Ankara designates the Gülen movement, a transnational civic initiative inspired by Islamic scholar Fethullah Gülen, as a terrorist organization and blames it for Turkey’s 2016 coup attempt. The movement denies involvement in the coup or any terrorist activity.
Bulaç’s comments should be understood as his personal assessment. No independent court or international investigation has established that Russia planned the coup attempt.
The claim, however, touches on a wider debate over Turkey’s foreign-policy shift after July 15.
Turkey has been a NATO member since 1952, and the Turkish Foreign Ministry describes NATO as a cornerstone of Turkey’s defense and security policy.
Relations between Ankara and Moscow deepened after the coup attempt, most visibly through Turkey’s purchase of the Russian S-400 air defense system.
The United States began removing Turkey from the F-35 fighter jet program in 2019 after Ankara took delivery of the S-400, saying Turkey could not have both the Russian system and the fifth-generation fighter.

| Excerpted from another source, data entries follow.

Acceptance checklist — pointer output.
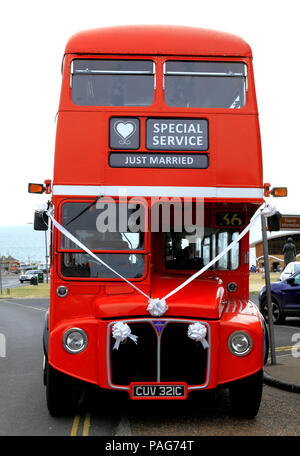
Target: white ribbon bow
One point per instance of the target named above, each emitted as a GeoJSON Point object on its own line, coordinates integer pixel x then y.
{"type": "Point", "coordinates": [197, 332]}
{"type": "Point", "coordinates": [268, 210]}
{"type": "Point", "coordinates": [157, 307]}
{"type": "Point", "coordinates": [120, 332]}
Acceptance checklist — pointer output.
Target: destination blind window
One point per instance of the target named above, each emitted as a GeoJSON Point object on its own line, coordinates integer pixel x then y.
{"type": "Point", "coordinates": [194, 84]}
{"type": "Point", "coordinates": [96, 82]}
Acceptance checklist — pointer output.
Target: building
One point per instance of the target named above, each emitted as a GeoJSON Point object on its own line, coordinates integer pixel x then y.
{"type": "Point", "coordinates": [276, 241]}
{"type": "Point", "coordinates": [9, 264]}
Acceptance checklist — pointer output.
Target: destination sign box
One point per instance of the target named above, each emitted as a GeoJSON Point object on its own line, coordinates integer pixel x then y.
{"type": "Point", "coordinates": [158, 160]}
{"type": "Point", "coordinates": [177, 134]}
{"type": "Point", "coordinates": [290, 222]}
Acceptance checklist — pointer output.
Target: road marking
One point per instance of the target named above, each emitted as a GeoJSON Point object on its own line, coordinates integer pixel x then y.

Bulaç, a former columnist for the now-closed Zaman newspaper, was detained after the coup attempt and spent 650 days in prison. Turkey’s Constitutional Court later ruled that his rights to freedom of expression and personal liberty had been violated, according to Independent Turkish.
His latest remarks add to continuing disputes over who benefited from July 15, how the coup attempt was used in domestic politics and whether the post-coup period marked a strategic break between Turkey and its Western allies.
Bulaç argued that the coup attempt and the purge that followed were used not only to reshape the state but also to change Turkey’s geopolitical direction.